First, this is a classic case of perception being everything. An Internet-based voting mechanism could be as secure as the limits of human ingenuity allow, but even a 100% bulletproof system – presuming such a thing is possible – means nothing if a meaningful chunk of the public lacks faith in its infallibility.

The public will lack faith . . . because it should lack faith.

Those who argue that the current voting system has its own flaws that already engender suspicion and scandal miss the point: Adding to those vulnerabilities and doubts – especially on the scale that Internet voting would bring – makes no sense whatsoever when the payoff is as inconsequential as incremental convenience for voters.

The second reason that all the debate about SERVE’s security doesn’t matter is that its sponsors – ostensibly the military, but more widely the military’s political overseers – insist they are taking this baby live in November come hell or hackers. They have essentially told the critics that their concerns aren’t worth a pile of chads, which is odd to say the least because it was SERVE’s sponsors who asked the security experts for their opinions.

The arrogance is utterly astounding given what’s known about the Internet and what is at stake if SERVE’s security is breached.
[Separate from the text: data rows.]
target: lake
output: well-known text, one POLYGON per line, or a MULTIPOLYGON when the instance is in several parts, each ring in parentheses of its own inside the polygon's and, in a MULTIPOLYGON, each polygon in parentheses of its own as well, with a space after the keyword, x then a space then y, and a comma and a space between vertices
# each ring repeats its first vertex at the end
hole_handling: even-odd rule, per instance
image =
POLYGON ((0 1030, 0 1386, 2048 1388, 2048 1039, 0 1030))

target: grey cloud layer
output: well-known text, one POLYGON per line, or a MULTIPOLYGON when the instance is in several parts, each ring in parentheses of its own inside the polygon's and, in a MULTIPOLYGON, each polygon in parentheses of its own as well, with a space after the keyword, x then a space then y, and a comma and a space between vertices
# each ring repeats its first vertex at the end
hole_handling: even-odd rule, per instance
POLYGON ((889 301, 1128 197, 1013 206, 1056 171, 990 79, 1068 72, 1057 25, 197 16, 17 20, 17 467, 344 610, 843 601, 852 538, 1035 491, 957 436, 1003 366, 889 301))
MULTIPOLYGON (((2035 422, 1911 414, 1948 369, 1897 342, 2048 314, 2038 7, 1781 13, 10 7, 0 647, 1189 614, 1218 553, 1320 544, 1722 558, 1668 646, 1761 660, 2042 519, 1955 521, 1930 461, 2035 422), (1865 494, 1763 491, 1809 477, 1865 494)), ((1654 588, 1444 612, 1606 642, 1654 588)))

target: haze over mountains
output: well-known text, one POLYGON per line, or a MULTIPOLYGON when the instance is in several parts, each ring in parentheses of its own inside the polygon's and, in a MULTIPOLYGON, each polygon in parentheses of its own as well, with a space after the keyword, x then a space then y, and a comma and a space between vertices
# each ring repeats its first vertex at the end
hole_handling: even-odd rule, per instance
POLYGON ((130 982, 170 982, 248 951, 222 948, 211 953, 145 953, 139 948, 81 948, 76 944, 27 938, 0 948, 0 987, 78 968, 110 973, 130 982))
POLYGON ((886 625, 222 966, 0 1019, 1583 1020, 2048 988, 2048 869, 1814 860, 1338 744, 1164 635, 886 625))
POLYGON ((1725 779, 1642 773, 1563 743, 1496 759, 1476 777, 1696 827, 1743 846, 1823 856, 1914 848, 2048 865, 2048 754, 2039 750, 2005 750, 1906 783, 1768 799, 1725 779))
As you can probably gather, this headlong rush into online voting – damn the consequences – makes my blood boil in a way that few other issues do. And that’s not a good thing for me these days . . . read on.

So here’s where I’ve been

They were the second-most-shocking words I’d ever heard from a medical professional: “You’re having a heart attack.”

(The first? . . . “You’re having triplets.”)

Minor heart attack is an oxymoron, of course, yet mine four days before Christmas was thankfully on the less-damaging end of the scale. A stent, an unappealing diet and a newfound commitment to daily exercise are the most prominent aftereffects.

It’s nice to be back . . . oh, yeah, it’s nice to be back.